The expert panel, along with The Innocence Project, a New York- based group that seeks to uncover wrongful convictions, presented their study Tuesday to a special Texas commission set up to examine forensic misconduct.
The problems with arson convictions could be huge. The Innocence Project commissioned the panel to study Willingham’s case, but said its network has already begun to review other convictions around the country.
“It’s really hard to get a number of how many people have been falsely accused, falsely convicted, falsely excluded from insurance payment,” Lentini said.
Willingham’s case stands out because he was executed. A few others are now on death row for arson murders, but most are serving prison terms. The Bureau of Justice Statistics counted 5,405 people imprisoned as of 2002 for arson, but that covered just more than half the states.
Among the flawed ideas that convicted Willingham:
Gasoline-fueled fires burn hotter than wood fires, and melted aluminum in the house proved it was intentionally set. But gas blazes aren’t necessarily hotter, experts said.

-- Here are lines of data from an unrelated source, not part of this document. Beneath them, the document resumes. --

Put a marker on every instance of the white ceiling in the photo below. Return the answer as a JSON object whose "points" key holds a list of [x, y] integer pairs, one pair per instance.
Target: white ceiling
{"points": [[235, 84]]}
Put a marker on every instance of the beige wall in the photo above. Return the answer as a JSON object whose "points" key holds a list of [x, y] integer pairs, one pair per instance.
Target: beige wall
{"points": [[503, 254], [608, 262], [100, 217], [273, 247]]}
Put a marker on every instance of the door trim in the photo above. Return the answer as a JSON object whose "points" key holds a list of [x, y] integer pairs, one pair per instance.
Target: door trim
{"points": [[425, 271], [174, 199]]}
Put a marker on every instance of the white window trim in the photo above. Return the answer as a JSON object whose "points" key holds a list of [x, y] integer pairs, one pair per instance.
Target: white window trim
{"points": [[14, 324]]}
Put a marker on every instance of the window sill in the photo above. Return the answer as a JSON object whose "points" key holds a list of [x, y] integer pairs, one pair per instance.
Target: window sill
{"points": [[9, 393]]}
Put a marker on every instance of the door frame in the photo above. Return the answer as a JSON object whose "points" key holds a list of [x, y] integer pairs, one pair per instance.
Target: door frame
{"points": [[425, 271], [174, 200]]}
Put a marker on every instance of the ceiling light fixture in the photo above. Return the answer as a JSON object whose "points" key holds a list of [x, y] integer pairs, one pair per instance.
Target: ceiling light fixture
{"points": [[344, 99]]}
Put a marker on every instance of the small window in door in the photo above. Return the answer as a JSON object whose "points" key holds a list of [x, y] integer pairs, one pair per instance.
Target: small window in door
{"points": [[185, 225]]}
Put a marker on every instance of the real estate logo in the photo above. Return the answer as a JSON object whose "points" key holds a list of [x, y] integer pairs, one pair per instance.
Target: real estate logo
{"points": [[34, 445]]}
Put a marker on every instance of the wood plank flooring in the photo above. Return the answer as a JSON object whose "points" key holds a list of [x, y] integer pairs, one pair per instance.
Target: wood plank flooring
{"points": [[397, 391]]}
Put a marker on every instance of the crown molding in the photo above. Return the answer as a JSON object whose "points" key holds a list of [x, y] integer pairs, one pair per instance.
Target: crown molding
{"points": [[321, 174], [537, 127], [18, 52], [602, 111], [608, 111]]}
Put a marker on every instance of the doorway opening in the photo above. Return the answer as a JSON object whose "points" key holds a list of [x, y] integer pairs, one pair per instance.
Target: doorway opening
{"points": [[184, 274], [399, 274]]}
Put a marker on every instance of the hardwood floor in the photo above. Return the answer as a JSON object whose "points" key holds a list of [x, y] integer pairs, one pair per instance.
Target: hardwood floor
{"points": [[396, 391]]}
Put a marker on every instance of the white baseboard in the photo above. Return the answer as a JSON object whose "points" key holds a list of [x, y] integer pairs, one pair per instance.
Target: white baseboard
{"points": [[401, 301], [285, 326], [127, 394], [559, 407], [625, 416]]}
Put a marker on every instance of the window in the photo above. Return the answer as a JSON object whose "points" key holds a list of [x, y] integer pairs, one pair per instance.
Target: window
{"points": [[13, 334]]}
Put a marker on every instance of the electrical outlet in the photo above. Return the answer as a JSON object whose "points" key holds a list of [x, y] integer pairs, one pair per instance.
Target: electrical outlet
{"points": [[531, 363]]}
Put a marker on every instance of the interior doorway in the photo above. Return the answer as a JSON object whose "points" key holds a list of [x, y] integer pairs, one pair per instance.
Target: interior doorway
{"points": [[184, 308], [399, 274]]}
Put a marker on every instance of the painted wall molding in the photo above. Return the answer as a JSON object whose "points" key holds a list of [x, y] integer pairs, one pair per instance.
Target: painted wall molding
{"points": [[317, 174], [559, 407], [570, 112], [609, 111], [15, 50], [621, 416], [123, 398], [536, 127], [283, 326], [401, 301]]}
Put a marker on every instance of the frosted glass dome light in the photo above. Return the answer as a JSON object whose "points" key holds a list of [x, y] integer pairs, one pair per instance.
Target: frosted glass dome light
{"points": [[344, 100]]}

“Crazed” glass, a spidery cracking of glass, which investigators testified proved the presence of a hotter fire caused by an accelerant like gasoline. Experts now believe that cracking may occur when water is sprayed during firefighting, or if the glass is struck.
Investigators testified the fire had “multiple origins,” which implies it was intentionally set. The experts who reviewed the testimony said there was no credible way to determine that.
Those ideas were “a hodgepodge of old wives’ tales” accepted as fact without any scientific support, said Gerald Hurst, a private arson investigator trained as a chemist.
“Reading fire patterns the way they did it is like tea-reading,” Hurst said.
The mindset began to shift with a fire investigation study commissioned by a federal panel in 1977. But the real revolution came in 1992, when the National Fire Protection Association – a nonprofit group of insurers, businesses, firefighters, builders and others – issued a consensus document on fire investigations that discredited many long-accepted techniques.
Still, fire investigators took years to accept it. The International Association of Arson Investigators finally endorsed the the 1992 document in 2000.
Even so, reluctance to embrace the modern approach persists, said David M. Smith, a private fire investigator in Tucson, Ariz. Thus, many investigations may use shoddy science, said Smith, who helped on the Willingham case.
“It’s not a joke, though my colleagues kid about it,” Smith said. “If there is a fire and you get out and the rest of your family perishes, there’s a pretty darn good chance you’ll be arrested for arson and murder.”
Jerry Rudden, a Tennessee arson and bomb investigator, said the criminal justice system’s checks and balances should protect against convictions based on misguided testimony.
Meanwhile, investigators are working to improve the state of knowledge. “There is a sustained effort on the part of folks in the business to raise the bar,” said Rudden, who heads the IAAI’s fire investigation panel.